Figure 6. DnaK modulates metabolic flux distribution.

Flux distributions within central metabolism for the three strains: upper values in green, wild type; middle values in red, ΔdnaKJ mutant; lower values in blue, rpoH^(I54N)mutant. Underlined values indicate a flux increase (yellow) or decrease (purple) compared to the wild type, respectively. The three different strains were grown at 30 °C in minimal medium supplemented with a mixture of 80% [1-¹³C] and 20% [U-¹³C] glucose. All fluxes are presented as a molar percentage of the specific glucose uptake rate. The data are presented as flux ± 95% Confidence Interval (CI), the latter being determined by Monte-Carlo-based sensitivity analysis. Metabolite precursors for amino acid biosynthesis are depicted in relief. Abbreviations: fructose-1,6-bisphosphate (FBP), citrate (Cit), combined pool of 2- and 3-phosphoglycerate (2/3-PG), erythrose-4-phosphate (E4P), sedoheptulose-7-phosphate (S7P), Glucose-6-phosphate 1-dehydrogenase (zwf), Glucose-6-phosphate isomerase (Pgi), 6-phosphogluconate dehydrogenase (Gnd), Phosphogluconate dehydratase (Edd), fructose-bisphosphate aldolase (Ald), Transaldolase (Tal), Transketolase (Tkt), Phosphoglycerate kinase (Pgk), Enolase (Eno), Pyruvate kinase (Pyk), Phosphoenolpyruvate carboxylase (Ppc), Citrate synthase (Cs), Pyruvate dehydrogenase (Pdh), Fumarase (Fum), Isocitrate dehydrogenase (Idh). All the other abbreviations are from Fig. 1

Figure 7. Destabilizing σ³² in the absence of DnaK partially restores growth on class I carbon sources.

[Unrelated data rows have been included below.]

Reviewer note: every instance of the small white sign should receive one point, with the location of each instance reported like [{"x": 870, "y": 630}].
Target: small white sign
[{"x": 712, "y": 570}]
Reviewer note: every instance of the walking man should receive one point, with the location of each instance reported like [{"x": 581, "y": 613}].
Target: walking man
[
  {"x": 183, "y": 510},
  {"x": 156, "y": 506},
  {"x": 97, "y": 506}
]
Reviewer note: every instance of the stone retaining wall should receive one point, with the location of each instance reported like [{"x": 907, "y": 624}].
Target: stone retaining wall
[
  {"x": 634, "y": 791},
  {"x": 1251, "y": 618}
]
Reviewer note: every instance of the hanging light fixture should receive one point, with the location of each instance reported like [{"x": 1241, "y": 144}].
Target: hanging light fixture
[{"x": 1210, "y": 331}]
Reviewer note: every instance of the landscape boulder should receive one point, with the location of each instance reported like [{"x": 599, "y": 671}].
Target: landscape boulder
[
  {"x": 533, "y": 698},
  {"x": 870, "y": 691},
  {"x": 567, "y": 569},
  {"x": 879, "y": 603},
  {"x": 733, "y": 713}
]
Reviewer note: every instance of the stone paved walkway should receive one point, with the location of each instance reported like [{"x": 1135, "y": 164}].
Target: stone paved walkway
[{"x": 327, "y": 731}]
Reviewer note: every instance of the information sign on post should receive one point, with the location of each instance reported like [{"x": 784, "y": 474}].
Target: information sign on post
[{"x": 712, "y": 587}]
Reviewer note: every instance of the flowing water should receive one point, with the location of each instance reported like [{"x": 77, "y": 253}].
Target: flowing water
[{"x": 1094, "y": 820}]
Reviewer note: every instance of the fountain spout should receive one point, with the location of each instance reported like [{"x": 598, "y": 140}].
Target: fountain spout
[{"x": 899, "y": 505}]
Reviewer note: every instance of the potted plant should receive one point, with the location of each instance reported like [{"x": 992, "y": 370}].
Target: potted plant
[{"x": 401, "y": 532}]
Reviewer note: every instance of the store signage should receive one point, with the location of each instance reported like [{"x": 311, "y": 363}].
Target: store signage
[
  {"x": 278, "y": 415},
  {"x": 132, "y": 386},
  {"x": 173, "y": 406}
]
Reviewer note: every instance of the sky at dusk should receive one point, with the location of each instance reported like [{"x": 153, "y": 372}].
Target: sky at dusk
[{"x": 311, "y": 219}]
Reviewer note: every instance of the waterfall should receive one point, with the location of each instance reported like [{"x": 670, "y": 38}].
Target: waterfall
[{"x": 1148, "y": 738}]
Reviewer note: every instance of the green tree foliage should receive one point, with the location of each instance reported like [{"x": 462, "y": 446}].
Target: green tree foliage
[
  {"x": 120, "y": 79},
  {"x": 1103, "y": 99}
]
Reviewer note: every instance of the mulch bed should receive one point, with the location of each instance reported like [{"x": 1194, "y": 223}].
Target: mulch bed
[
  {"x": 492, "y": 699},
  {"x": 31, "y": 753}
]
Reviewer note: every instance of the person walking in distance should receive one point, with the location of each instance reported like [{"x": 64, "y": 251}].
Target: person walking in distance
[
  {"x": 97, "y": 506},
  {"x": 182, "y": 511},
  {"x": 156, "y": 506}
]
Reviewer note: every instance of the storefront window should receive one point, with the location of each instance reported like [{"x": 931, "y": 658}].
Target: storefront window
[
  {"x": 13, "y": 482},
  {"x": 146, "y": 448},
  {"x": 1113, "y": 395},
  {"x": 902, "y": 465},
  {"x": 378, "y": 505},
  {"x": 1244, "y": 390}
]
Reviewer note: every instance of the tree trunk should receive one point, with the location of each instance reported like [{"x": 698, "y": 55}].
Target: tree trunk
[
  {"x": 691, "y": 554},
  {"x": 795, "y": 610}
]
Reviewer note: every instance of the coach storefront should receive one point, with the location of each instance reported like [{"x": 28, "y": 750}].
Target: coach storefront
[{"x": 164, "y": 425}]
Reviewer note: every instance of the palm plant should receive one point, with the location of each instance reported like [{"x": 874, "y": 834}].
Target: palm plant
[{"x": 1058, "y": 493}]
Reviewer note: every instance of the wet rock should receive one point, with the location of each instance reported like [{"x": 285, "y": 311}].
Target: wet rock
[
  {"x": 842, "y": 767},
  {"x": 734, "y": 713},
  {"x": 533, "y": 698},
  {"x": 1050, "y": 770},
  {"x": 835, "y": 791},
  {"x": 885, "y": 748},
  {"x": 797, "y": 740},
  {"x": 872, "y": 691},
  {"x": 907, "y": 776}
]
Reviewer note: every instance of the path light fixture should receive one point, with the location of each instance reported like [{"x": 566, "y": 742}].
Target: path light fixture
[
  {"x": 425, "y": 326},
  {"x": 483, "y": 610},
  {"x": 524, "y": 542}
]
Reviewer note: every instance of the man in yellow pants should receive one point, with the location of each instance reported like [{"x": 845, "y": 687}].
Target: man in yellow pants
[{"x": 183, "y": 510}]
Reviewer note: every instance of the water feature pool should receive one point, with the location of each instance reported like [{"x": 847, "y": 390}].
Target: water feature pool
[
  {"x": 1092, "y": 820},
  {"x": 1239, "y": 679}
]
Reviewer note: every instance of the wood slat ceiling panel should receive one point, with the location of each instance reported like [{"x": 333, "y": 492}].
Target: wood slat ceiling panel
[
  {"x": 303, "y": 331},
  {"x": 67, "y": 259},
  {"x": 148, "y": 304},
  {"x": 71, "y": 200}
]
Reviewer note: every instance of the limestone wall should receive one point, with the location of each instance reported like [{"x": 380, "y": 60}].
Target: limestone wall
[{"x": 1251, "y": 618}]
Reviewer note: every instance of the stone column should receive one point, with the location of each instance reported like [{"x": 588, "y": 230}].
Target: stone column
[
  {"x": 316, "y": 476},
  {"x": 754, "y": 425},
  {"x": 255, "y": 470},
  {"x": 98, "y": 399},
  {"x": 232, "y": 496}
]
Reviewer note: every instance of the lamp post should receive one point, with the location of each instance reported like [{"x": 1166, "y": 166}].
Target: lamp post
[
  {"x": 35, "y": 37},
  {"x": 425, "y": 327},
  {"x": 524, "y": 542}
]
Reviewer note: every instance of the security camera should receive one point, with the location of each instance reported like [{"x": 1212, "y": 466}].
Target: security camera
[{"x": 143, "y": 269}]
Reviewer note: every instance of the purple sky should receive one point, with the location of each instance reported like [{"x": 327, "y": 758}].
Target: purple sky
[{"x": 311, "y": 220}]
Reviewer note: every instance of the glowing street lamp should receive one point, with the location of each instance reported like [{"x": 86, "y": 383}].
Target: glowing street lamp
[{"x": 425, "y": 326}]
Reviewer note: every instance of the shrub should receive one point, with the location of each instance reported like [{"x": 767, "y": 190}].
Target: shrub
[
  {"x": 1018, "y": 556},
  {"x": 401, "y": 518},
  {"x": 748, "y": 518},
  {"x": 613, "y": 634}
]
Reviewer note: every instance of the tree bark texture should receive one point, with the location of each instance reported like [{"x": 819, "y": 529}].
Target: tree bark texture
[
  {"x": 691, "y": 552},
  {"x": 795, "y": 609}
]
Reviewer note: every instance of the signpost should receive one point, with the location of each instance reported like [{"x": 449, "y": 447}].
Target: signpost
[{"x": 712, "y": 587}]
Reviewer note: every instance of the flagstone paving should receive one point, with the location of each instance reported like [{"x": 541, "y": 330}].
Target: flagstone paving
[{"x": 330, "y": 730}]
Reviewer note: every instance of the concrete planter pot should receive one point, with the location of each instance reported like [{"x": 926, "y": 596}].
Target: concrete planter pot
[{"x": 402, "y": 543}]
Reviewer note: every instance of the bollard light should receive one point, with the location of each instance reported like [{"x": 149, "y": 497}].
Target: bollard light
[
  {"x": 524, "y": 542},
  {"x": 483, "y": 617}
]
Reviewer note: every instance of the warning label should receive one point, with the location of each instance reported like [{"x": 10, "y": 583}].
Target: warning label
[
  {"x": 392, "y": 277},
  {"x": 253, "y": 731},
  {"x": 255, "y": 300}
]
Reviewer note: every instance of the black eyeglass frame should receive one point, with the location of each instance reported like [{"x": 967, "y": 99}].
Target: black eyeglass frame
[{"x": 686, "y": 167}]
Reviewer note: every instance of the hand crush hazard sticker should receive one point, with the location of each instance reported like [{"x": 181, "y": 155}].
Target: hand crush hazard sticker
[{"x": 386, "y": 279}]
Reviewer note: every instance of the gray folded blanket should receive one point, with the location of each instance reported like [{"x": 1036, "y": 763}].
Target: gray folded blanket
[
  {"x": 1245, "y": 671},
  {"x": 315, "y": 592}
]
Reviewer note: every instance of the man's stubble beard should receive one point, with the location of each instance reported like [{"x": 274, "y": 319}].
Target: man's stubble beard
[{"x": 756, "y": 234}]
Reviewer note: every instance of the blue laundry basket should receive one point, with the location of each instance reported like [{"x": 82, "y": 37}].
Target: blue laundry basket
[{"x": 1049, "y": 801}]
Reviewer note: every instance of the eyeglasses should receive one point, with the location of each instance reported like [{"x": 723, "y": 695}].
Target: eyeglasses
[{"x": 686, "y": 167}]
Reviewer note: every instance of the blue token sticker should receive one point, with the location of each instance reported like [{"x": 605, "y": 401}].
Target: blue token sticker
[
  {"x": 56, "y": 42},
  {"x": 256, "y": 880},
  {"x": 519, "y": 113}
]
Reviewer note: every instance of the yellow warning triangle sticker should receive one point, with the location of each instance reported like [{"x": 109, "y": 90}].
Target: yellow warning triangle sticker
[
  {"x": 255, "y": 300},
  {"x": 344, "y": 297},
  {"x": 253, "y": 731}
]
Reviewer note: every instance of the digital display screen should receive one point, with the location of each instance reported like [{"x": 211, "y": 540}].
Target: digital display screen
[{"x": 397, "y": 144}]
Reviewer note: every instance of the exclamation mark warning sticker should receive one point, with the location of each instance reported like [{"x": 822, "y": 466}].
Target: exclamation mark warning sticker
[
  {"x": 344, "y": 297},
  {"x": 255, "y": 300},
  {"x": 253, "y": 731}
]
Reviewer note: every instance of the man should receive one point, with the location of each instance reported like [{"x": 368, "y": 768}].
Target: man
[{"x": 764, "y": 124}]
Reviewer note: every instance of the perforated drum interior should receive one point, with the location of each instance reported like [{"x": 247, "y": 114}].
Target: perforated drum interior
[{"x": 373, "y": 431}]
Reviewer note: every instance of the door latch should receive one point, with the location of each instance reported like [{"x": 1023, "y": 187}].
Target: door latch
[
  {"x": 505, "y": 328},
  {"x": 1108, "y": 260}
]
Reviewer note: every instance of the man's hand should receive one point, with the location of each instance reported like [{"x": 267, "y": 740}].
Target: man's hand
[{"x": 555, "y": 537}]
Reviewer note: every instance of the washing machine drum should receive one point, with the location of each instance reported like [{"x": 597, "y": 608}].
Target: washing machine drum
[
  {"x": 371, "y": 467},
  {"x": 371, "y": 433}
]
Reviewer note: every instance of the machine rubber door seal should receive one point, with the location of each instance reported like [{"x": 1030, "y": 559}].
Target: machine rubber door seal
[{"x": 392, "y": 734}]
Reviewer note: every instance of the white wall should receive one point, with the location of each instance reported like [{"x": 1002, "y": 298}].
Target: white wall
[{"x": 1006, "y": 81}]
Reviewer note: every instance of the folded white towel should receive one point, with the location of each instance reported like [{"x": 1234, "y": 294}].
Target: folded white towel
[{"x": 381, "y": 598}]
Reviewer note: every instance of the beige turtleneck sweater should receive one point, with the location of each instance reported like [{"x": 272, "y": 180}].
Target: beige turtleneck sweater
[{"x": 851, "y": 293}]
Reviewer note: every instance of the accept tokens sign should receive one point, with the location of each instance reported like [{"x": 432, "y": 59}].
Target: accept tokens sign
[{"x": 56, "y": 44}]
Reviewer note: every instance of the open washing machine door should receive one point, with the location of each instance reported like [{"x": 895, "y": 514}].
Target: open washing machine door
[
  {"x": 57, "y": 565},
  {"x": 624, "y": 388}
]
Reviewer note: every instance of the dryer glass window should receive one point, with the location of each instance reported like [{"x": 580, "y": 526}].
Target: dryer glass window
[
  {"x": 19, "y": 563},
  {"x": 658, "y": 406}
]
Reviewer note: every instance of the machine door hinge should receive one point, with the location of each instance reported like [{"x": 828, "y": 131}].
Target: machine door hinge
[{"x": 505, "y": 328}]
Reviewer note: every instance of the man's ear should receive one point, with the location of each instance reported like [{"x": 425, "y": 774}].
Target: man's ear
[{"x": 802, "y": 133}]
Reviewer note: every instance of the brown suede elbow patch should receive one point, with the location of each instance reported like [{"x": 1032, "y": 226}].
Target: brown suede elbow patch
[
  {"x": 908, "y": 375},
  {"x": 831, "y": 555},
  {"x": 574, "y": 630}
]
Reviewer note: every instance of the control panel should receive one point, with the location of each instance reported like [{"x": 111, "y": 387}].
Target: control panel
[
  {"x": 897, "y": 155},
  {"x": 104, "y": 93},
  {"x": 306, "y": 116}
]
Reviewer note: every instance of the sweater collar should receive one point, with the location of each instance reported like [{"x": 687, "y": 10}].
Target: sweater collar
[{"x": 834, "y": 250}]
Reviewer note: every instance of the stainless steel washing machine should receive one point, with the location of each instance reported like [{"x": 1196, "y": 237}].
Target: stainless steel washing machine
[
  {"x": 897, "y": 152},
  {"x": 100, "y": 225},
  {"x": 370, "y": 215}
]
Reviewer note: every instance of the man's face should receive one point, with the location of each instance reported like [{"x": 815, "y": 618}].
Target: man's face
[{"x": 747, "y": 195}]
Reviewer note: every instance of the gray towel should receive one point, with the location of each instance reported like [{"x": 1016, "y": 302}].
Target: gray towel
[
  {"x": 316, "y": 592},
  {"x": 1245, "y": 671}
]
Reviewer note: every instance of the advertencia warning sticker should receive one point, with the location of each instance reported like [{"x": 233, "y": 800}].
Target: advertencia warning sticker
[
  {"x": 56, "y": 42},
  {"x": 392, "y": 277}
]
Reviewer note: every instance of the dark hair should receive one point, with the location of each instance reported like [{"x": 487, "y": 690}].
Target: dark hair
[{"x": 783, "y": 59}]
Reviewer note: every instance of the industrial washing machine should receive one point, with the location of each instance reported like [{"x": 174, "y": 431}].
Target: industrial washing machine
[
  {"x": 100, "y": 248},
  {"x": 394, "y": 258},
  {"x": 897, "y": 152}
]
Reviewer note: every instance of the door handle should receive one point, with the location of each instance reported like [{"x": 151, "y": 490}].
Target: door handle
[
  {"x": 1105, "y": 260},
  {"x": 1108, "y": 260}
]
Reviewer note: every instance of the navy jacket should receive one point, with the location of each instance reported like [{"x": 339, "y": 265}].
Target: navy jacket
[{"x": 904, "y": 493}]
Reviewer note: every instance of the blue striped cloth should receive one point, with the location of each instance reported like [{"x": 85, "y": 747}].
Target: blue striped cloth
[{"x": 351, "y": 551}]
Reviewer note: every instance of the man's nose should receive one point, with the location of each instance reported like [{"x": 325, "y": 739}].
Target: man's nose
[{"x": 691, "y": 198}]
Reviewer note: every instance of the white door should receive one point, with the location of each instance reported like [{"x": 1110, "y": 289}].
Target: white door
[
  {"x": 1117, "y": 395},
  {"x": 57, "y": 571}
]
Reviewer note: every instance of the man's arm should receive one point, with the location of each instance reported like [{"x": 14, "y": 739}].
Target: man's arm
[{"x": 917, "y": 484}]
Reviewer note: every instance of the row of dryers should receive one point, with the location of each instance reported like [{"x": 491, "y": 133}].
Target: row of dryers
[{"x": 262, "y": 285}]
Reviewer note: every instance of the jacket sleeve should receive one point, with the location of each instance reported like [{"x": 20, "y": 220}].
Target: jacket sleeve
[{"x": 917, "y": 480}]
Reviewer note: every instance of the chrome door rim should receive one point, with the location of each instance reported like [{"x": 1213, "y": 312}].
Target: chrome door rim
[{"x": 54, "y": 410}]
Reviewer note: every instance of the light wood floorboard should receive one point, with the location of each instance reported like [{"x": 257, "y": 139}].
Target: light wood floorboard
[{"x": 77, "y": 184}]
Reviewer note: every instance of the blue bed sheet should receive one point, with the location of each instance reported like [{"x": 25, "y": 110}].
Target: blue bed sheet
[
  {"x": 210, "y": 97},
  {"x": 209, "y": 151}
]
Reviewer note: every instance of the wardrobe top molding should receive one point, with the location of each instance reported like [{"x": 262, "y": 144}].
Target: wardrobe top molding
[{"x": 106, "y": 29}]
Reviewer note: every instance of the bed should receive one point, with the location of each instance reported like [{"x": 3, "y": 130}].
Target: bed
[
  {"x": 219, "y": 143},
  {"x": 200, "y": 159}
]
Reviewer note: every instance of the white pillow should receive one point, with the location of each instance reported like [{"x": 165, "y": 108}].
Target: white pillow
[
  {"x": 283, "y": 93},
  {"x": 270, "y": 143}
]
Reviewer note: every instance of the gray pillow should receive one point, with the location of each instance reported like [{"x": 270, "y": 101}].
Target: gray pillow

(A) Representative growth curves of MG1655 wild type (green), ΔdnaKJ (red), sidB1 (blue) and sidB1 ΔdnaKJ (yellow) on class I carbon sources, namely galactose, mannose, glucosamine. Strains were first grown at 30 °C in minimal M9 medium supplemented with glucose (2.7 g/L). Mid-log phase cultures were washed and then inoculated at an initial OD = 0.2 in M9 medium supplemented with 1 g/L galactose, mannose, glucosamine. Cultivations were performed in triplicate using a bioreactor block in an automatic high throughput fluxomic workstation (Freedom EVO 200, TECAN, Switzerland). (B) Samples of culture supernatants were collected when cells stopped growing and analyzed by 1D ¹H NMR, to determine the concentration of each carbon source remaining in the medium.